Nicht ohne Grund werden die zum großen Teil denkmalgeschützten Gebäude eher mit Sanierungsstau assoziiert als mit qualitätvoller Architektur und interessanter Geschichte. Dabei gibt es in der Schullandschaft des Bezirks so manches Kleinod zu entdecken, wie zum Beispiel die Zinnowwald-Schule. Sie ist das Denkmal des Monats Juni.

Durch den 1926 begonnenen Bau der Waldsiedlung Onkel-Toms-Hütte mit fast 2000 Wohneinheiten wuchs die Zahl der schulpflichtigen Kinder so stark, dass ein neuer Schulstandort im Norden Zehlendorfs notwendig wurde. Die Zinnowwald-Schule – benannt nach dem Standort im städtischen Zinnowwald – wurde von 1929 bis 1932 von Magistratsoberbaurat Erich Schwiertz, dem Leiter des Zehlendorfer Hochbauamtes, als Doppelvolksschule und erster Bauabschnitt eines größer geplanten Schulkomplexes erbaut. 1934 bis 1935 führte Richard Ermisch den Bau bis zur heutigen Ausdehnung anstelle des verstorbenen Schwiertz fort.

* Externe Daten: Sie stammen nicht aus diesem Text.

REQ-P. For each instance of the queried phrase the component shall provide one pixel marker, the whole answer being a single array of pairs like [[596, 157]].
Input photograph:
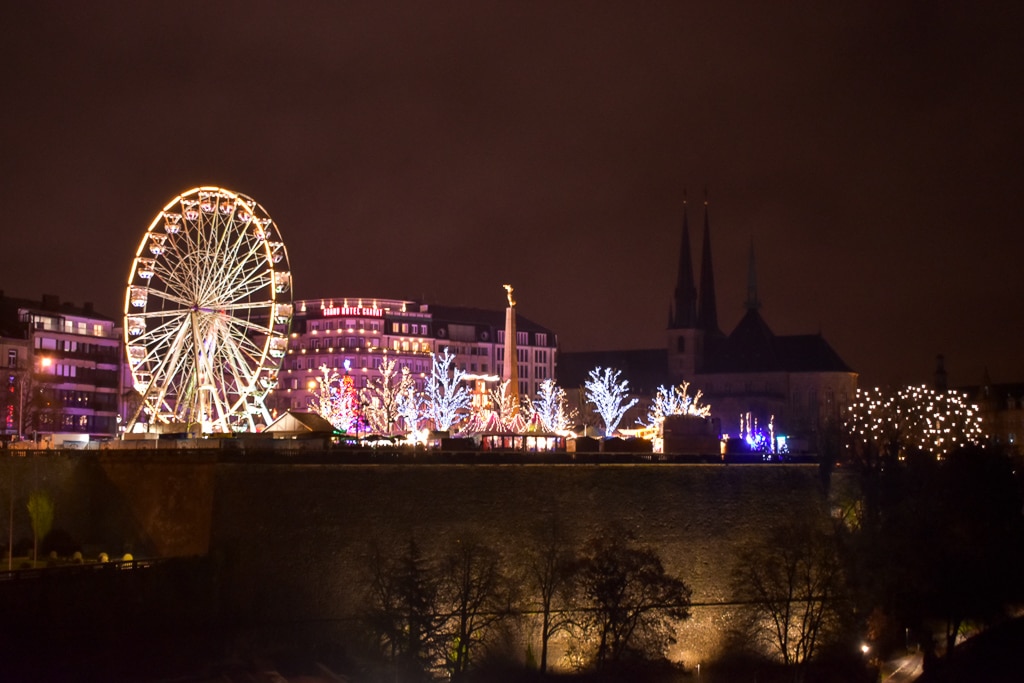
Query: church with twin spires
[[750, 376]]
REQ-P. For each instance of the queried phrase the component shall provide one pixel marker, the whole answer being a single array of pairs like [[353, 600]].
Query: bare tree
[[473, 594], [792, 583], [549, 566], [628, 601], [402, 610]]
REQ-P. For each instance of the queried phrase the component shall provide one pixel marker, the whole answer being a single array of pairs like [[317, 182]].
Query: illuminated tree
[[914, 418], [608, 396], [383, 396], [335, 399], [446, 396], [504, 407], [410, 407], [551, 407], [674, 400]]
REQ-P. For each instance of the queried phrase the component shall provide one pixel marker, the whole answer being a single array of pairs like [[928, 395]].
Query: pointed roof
[[684, 309], [300, 422], [752, 283], [708, 306], [753, 347]]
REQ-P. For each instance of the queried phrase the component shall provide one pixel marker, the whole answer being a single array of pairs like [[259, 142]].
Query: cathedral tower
[[685, 339]]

Der Name der Schule war Konzept. Der große Baukörper wurde mit seiner markanten Zickzack-Kubatur bewusst in den Kiefernwald komponiert. Nicht nur für die Architektur, sondern auch für das pädagogische Konzept spielte die Natur eine übergeordnete Rolle: Leben und Lernen in und mit derselben gehörte neben Musik- und Theatererziehung zu den Zielen der Schule. Das junge demokratische Deutschland suchte nach neuen Unterrichtsformen: „Fort von der Lernschule, fort von der alten Autoritätserziehung, hin zur Arbeitsschule, Erziehungsschule, Lebensschule“, postulierte der damalige Stadtschulrat Jens Nydahl. Derartig moderne Vorstellungen von Gesundheit und Erziehung bestimmten folglich auch das schulische Raumprogramm: Die Klassenräume sind hell und möglichst quadratisch, so dass Stühle und Tische frei gruppiert werden können. Diverse naturwissenschaftliche und handwerkliche Fachräume wurden eingerichtet.

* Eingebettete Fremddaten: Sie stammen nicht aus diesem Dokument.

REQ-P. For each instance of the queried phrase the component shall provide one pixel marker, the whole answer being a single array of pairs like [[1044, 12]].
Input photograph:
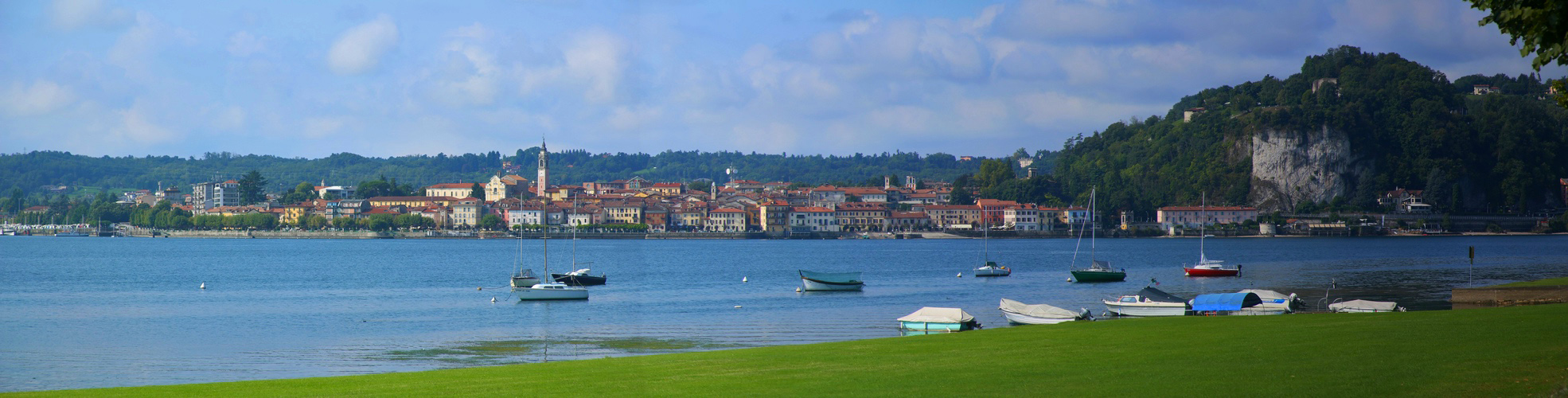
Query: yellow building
[[412, 201]]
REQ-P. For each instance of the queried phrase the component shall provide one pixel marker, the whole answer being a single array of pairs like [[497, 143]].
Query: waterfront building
[[1192, 217], [813, 220], [455, 190]]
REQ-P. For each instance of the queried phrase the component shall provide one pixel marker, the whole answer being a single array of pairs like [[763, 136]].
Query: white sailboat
[[1206, 267], [551, 291]]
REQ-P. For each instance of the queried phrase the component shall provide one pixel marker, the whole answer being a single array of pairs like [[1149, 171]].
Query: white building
[[813, 220]]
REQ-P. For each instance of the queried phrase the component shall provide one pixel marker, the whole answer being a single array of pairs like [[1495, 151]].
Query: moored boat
[[813, 281], [1274, 301], [938, 320], [1149, 302], [579, 278], [1098, 270], [990, 268], [1206, 267], [1364, 306], [551, 291], [1225, 302], [1039, 314]]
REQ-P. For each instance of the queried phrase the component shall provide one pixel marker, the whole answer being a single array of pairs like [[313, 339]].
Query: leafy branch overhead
[[1540, 24]]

Wichtiger Bestandteil des Schulprogramms ist der Sport, der einstmals nicht nur in der zweigeschossigen Doppelturnhalle, sondern auch im Freien auf der darüberliegenden Dachterrasse stattfinden konnte. Schulgarten und Freilufttheater ergänzen die Klassenräume in der freien Natur. Das Herzstück des Gebäudes aber bildet die Aula, die als Mehrzweckraum mit Bühne bestens für Theater- und Musikaufführungen geeignet ist.

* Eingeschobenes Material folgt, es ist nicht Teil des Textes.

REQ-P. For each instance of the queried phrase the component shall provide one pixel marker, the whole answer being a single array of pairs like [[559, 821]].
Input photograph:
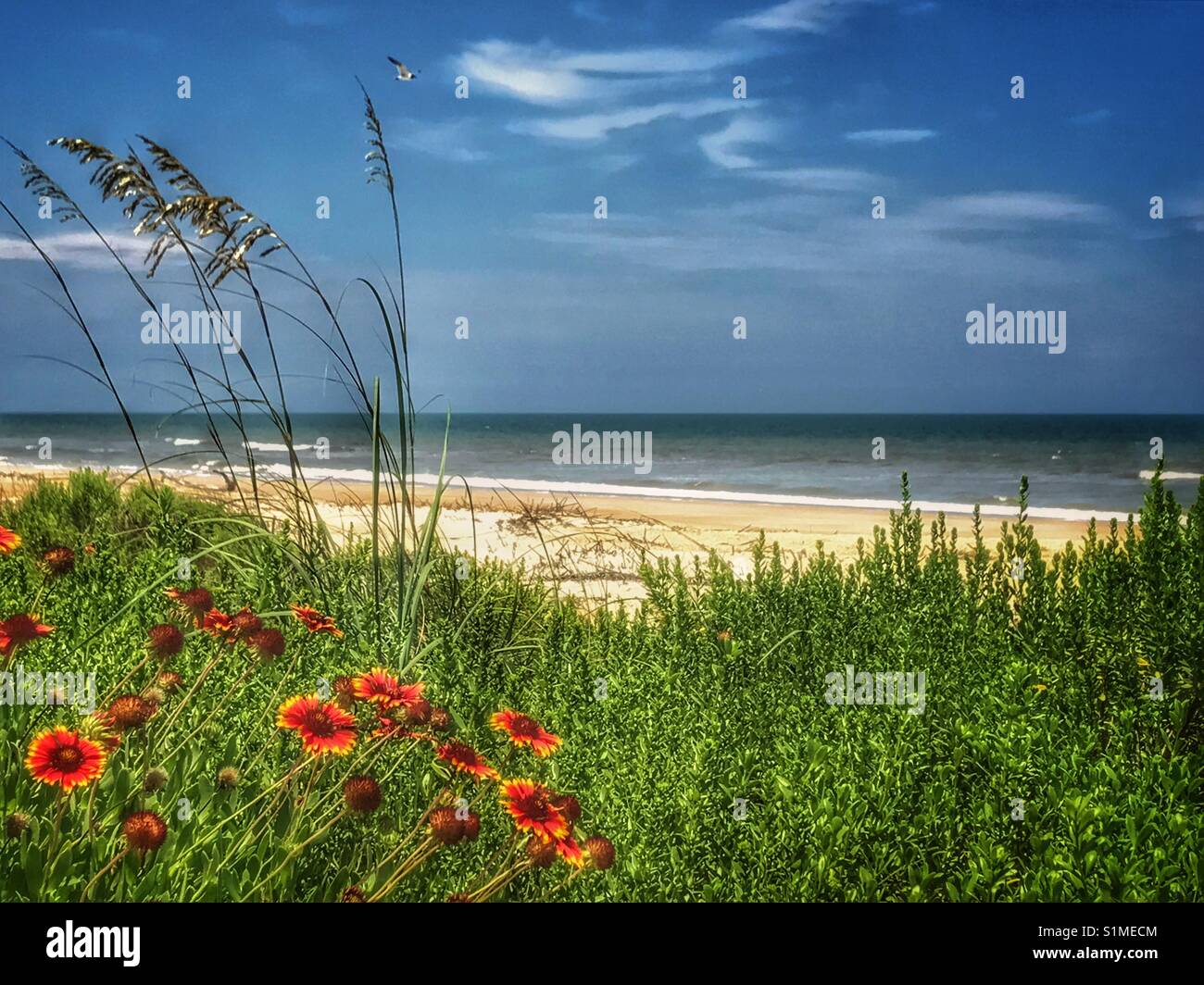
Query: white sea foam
[[1148, 473], [266, 445], [316, 476]]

So modern wie das pädagogische Konzept zeigen sich auch einzelne bauliche Bestandteile der Schule. Doch trotz ihrer gezielten Anwendung, wie der Ausgestaltung des Turmbaus als Flachdach oder die von Bruno Taut übernommenen mehrfarbigen Fenster, verkörpert die Schule mit ihrem Walmdach und dem rauen, erdigen Putz nicht die radikale Modernität der benachbarten Siedlung Onkel-Toms-Hütte.

Obwohl die Zinnowwald-Schule zwischenzeitlich als Lazarett und Krankenhaus genutzt wurde und bis zu drei verschiedene Schulen unter einem Dach beherbergte, ist sie noch weitgehend im Originalzustand erhalten. Zahlreiche Details wie die Fliesen im Eingangsbereich mit Abbildungen aus der Tier- und Pflanzenwelt oder die Trinkbrunnen mit den lustigen Motiven von Karl Götze erfreuen noch heute die Besucher.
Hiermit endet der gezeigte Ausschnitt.